なんでわざわざ『マグラムロード』を手に取ったのか、という話である。どうもB級感の漂う完全新規タイトル。面白い保証はなかった。
その理由は……「なんかガッツリしたゲームに疲れてて、気楽なチャラい感じのゲームやりたかった」から。
で、その希望が満たされたかというと、これは間違いなく満たされたのである。このゲーム、色々問題はあるんだが、自分はなんだかんだ楽しんでエンディングまで到達できた*1し、何なら割と気に入っている。それを踏まえて、レビューいってみよう。
- ストーリー:魔剣と魔王と絶滅危惧種と、コンカツ?
- アクション:触り心地は悪くないが、アクションもカスタムも浅い!
- コンカツ: 魅力的なキャラクターと圧倒的低予算感
- まとめ:ポテンシャルは感じるので、アプデや次回作に期待
ストーリー:魔剣と魔王と絶滅危惧種と、コンカツ?
刃の魔王・キルリザークは、万物を両断できる「魔剣(マグラム)」を操る能力と傍若無人な性格ゆえに、【世界の敵】として神や他の魔王からも恐れられ、孤立していた。追い詰められて命からがら眠りについた魔王が次に目を覚ましたときに見たものは、神も魔王もどこかへ去って、人間たちが平和に暮らす世界だった。
この世界でもはや「絶滅危惧種」となってしまった魔王は、失われた力を取り戻すため、同じく絶滅危惧種となった「勇者」の姉弟や「獣人アイドル」、果ては謎の「機械人形」に怪しい「聖者」などをパートナーとして共に戦うことに。
だが、魔王に本当に足りなかったのは魔力でも人間の魂でもなく……からっぽの心を満たす「ときめき」だった!? かくして種族も性別も越えた「コンカツ」がここに始まる!
コミカルなノリに対して設定面はしっかり作りこまれており、実は話の根幹はかなりシリアスでもある。「異世界」よりも「ファンタジー」派の自分もこれにはニッコリ。本作最大の魅力は、間違いなくこのストーリーとキャラクターにある。
お気楽ファンタジーと見せかけて、まさかの方向に転がりだす物語。
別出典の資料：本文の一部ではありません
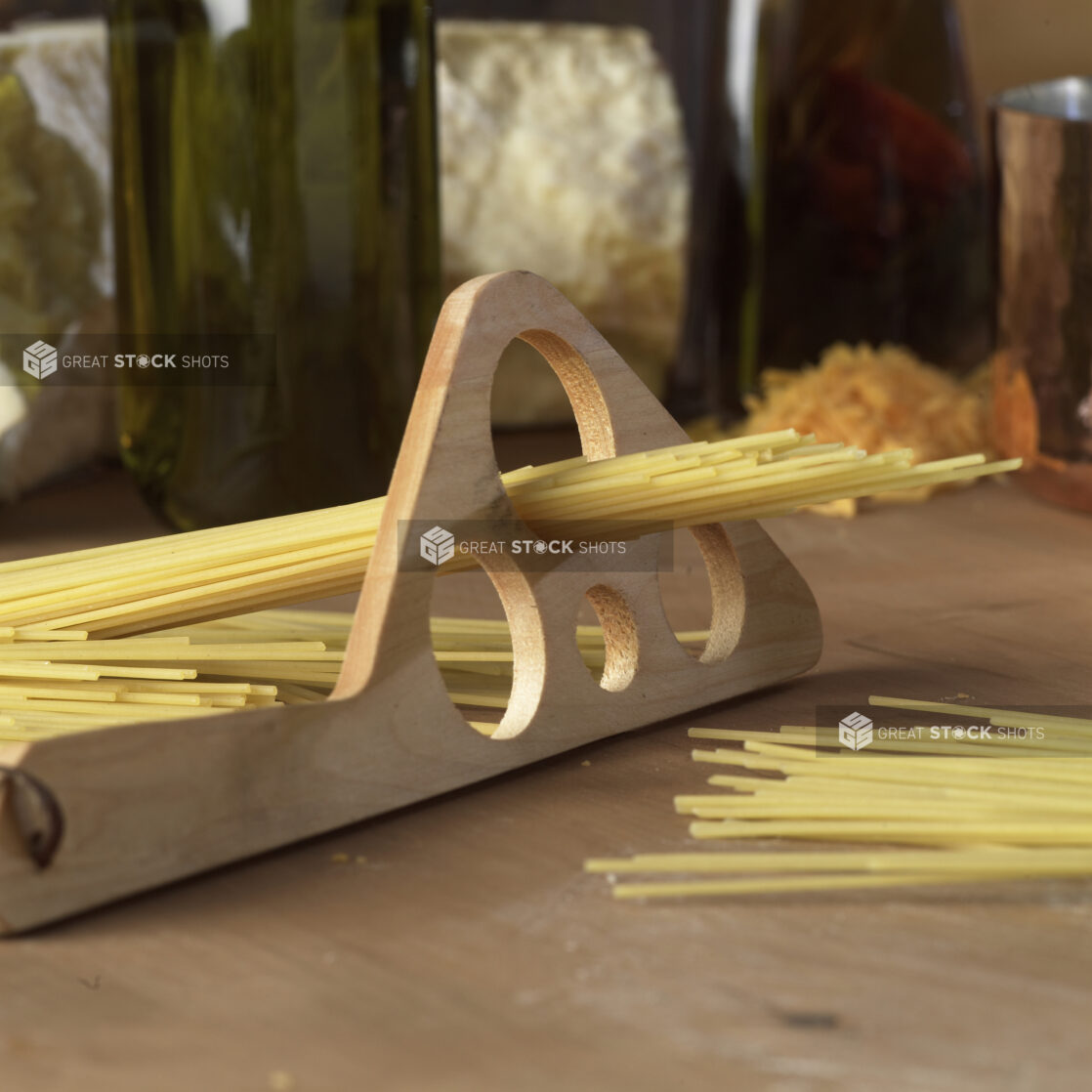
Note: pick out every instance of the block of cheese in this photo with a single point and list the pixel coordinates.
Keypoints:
(56, 263)
(563, 151)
キャラゲーであることの制約を最大限に活かしきったキャラクタードリブンの展開は、ゲームシナリオとして完成されている。
「コンカツ」の対象であるパートナーキャラたちは前述の通り非常にバラエティ豊かなので、普通の人間を攻略するのには飽きちゃったのよね、という上級者も安心。
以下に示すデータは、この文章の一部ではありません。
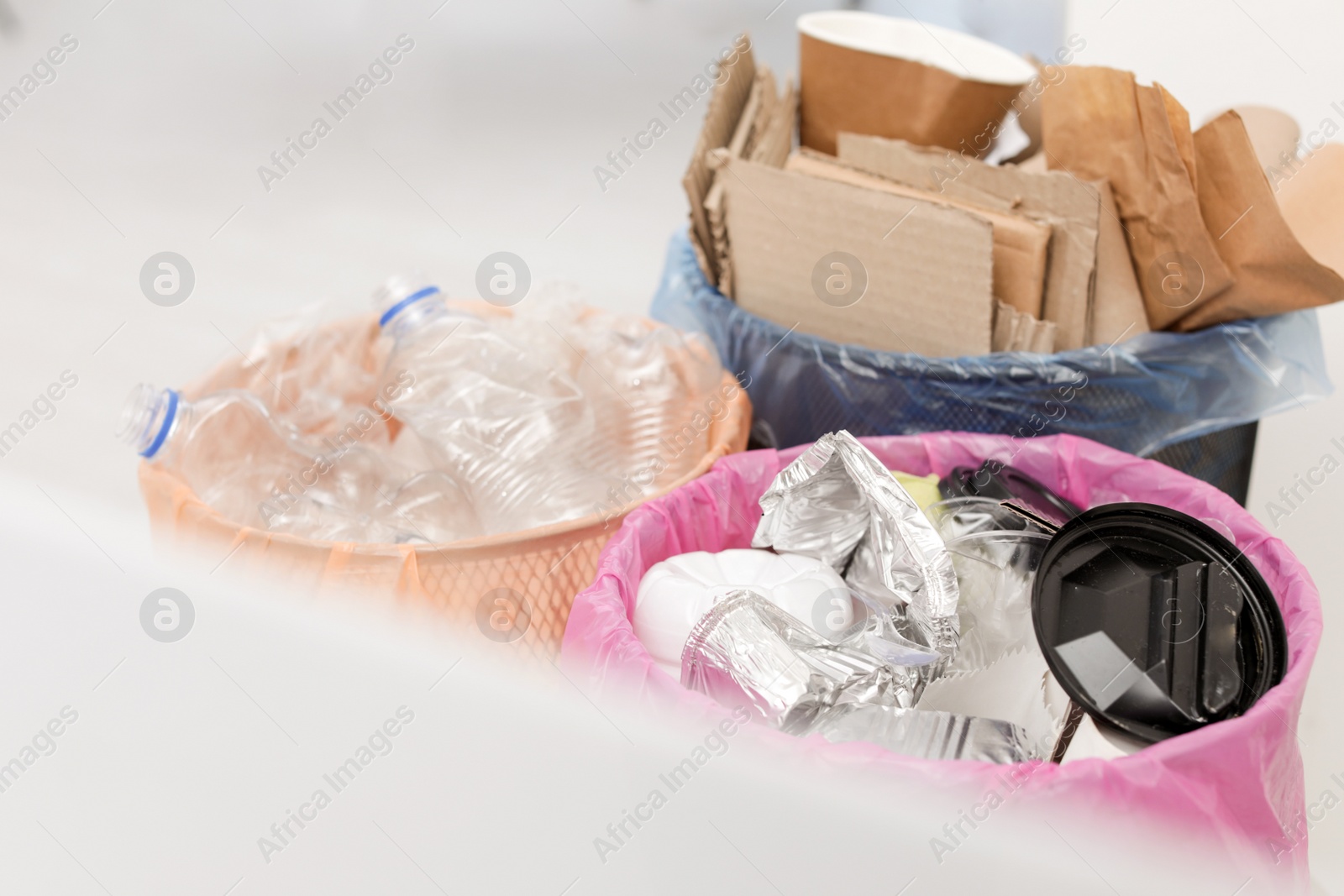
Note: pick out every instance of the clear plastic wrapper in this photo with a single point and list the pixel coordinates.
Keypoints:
(840, 504)
(954, 517)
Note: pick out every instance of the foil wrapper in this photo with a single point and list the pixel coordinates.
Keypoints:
(929, 734)
(748, 651)
(840, 504)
アクション:触り心地は悪くないが、アクションもカスタムも浅い!
魔王は色々あって、市民や政府から魔獣退治の「リクエスト」を依頼される立場となる。これを受託すると、アクションゲームパートへと移行する。魔王が魔剣に転身(マグラムフォーゼ)して、パートナーがそれを振るう、というわけである。
サイドビューのアクションバトルは、剣、斧、槍の三種の武器それぞれに設定されたコンボ攻撃とため攻撃、それとパートナーキャラ固有のスキルと必殺技を使って戦うというオーソドックスなもの。動きは割とキビキビしており、動かしててストレスはない。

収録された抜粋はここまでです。